I reckon it was,,did’nt think about it though..
Ecoli has been shown to be spread even in a chlorinated pool, or did you miss those headlines? TB is an airborn disease spread simply by inhaling! HIV is not spread through inhalation or even swallowing of infected material.
HIV is only spread through direct introduction of the virus to the bloodstream.
Fact is a kid in a crapped diaper is the most open health risk there is in a pool!
There are about 1 million people in america that are HIV+, that’s about 1 in 300.. now do you really think if HIV were passed through pool water that public pools that service thousands if not hundreds of thousands of people a year could stay open? Let alone water parks that service between 7500 and 15,000 people a day?
The likeihood of getting HIV if pricked by a need used by an HIV+ patient is about 1 in 300, it increases somewhat if hte needle goes very deep, and obviously more if infected blood is injected into the victim, but that’s an insanely small transmission risk when given direct exposing the virus to its desired habitat! The likelihood of you catching HIV if HIV+ fluids are splashed in your face or eyes is less than 1 in 1000... so unless you are planning on drinking loads of that sweat pouring off the infected you are talking about, or washing your eye in it for hours you aren’t very likely going to be catching HIV from having their blood directly in your mouth or eye, let alone trying to say that having chlorinated water (which kills the virus on contact) causing you to contract it. The facts just aren’t there for such paranoia. These are CDC statistics, not some advocacy web site.

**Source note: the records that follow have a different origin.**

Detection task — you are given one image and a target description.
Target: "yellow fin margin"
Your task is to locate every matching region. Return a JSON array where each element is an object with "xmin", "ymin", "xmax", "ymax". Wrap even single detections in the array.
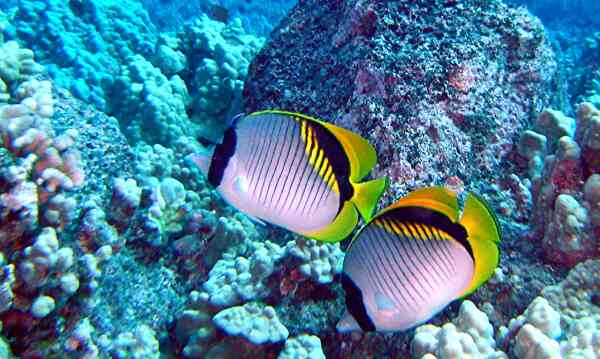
[
  {"xmin": 460, "ymin": 193, "xmax": 502, "ymax": 295},
  {"xmin": 350, "ymin": 177, "xmax": 388, "ymax": 221},
  {"xmin": 378, "ymin": 186, "xmax": 460, "ymax": 222},
  {"xmin": 301, "ymin": 202, "xmax": 358, "ymax": 243},
  {"xmin": 248, "ymin": 110, "xmax": 377, "ymax": 182}
]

If someone is paranoid about diseases they shouldn’t be in a public pool at all, but not because some HIV patient was in it, but because tons of kids have peed and crapped in that water over the course of the summer.

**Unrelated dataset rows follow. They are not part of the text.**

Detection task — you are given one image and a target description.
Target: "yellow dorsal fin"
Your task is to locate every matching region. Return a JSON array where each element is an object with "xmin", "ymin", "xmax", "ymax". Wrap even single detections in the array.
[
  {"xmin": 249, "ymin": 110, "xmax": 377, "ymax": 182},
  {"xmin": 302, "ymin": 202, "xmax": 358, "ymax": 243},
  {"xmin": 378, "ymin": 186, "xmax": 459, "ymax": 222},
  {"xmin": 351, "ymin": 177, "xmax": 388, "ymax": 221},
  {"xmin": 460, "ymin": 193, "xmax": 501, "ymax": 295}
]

If you are immuno deficient for any reason, being exposed to public pool water is just a bad move, but not because you are going to catch HIV.. you won’t. But you may catch any number of diseases known to spread through human fecal matter, such as crytosporidium, which CDC tests have show fecal matter in the pool actually provided a protectiveness to this parasite against chlorine.
You aren’t going to catch HIV from a swimming pool, and its beyond ignorant that if you have been in any public swimming pools that you have never shared pool water with an HIV infected person. HIV is not spread in such a manner, fortunately.

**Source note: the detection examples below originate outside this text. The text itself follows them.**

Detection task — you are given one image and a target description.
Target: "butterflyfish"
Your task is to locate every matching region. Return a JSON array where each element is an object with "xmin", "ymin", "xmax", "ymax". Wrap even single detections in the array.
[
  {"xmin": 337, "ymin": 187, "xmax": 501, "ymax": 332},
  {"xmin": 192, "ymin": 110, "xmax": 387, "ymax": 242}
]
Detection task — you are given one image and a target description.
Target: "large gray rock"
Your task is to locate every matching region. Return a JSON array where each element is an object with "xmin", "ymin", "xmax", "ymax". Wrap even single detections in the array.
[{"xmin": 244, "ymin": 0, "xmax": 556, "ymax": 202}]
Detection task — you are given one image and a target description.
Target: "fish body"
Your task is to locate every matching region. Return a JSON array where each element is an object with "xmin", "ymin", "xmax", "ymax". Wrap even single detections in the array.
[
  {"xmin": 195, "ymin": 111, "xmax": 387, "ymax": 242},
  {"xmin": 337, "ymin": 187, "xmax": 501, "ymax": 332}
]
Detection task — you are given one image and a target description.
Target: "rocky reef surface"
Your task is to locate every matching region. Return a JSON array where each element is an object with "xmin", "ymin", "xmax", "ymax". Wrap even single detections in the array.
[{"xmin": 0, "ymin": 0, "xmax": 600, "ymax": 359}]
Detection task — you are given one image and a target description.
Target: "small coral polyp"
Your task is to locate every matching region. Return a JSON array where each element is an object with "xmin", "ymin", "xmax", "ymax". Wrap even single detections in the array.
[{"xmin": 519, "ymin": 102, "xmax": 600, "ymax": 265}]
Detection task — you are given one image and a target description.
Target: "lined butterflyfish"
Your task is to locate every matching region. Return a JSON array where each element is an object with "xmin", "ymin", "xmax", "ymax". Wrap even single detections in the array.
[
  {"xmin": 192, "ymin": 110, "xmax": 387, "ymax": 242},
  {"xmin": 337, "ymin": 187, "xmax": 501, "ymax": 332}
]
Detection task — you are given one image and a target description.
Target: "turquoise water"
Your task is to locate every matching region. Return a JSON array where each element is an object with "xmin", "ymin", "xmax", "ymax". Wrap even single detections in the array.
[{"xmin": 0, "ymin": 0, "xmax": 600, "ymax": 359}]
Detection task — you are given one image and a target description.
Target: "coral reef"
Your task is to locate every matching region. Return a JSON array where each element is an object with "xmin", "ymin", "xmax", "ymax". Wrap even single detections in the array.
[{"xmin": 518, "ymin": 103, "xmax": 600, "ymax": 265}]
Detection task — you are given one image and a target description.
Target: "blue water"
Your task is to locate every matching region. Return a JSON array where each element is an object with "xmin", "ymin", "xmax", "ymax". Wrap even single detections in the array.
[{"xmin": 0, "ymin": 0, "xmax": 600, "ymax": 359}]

If it were spread so casually, we’d be buried in victims, most of whom would be younger, and public pools as we know them would not exist.
This is not a new controversy.
http://en.wikipedia.org/wiki/Greg_Louganis
In 1995, Louganis's autobiography co-written with Eric Marcus, entitled Breaking the Surface, was published. Louganis revealed publicly the physical abuse he suffered from a live-in lover and that he was HIV-positive. The announcement caused some controversy because many felt he should have informed the treating doctors and those who used the pool of his HIV status following his injury, which caused light bleeding, in the 1988 Seoul Olympics. However, those using the pool following the injury were never in danger of infection.[citation needed]
The last line sounds like a bit of editorializing (without scientific proof). I suppose you can cite the chlorine and other chemical agents in a pool as a safeguard against disease.
Is there any disease that has ever been propagated by swimming pool or hot tub?
But I do remember,,only time I can think of that it snowed in Pensacola,Fla. ( Mar. 12,1993 ),4 inches of snow in South Central Alabama,, Global Warming and all,,Wait that’s another thread..
Here more scenarios - ever go to the grocery store? ever use the carts? Your kids ever go to a playground and use equipment? Ever rent DVD's? Go to the library? Eat at restaurant? All of these places are hotbeds for cross-contamination. We are surrounded by opportunities for illnesses and we knowingly expose ourselves everyday, just by leaving our houses or allowing outside items and people to enter our houses.
Seems to me, a 2 year old swimming in a clorinated pool is about the least of my worries. As far as slipping and cutting himself in the shower? I would advise avoiding all showers for precisely that reason - you just don't know who has been there and what they have done on the floor. Pretty gross if you ponder on it.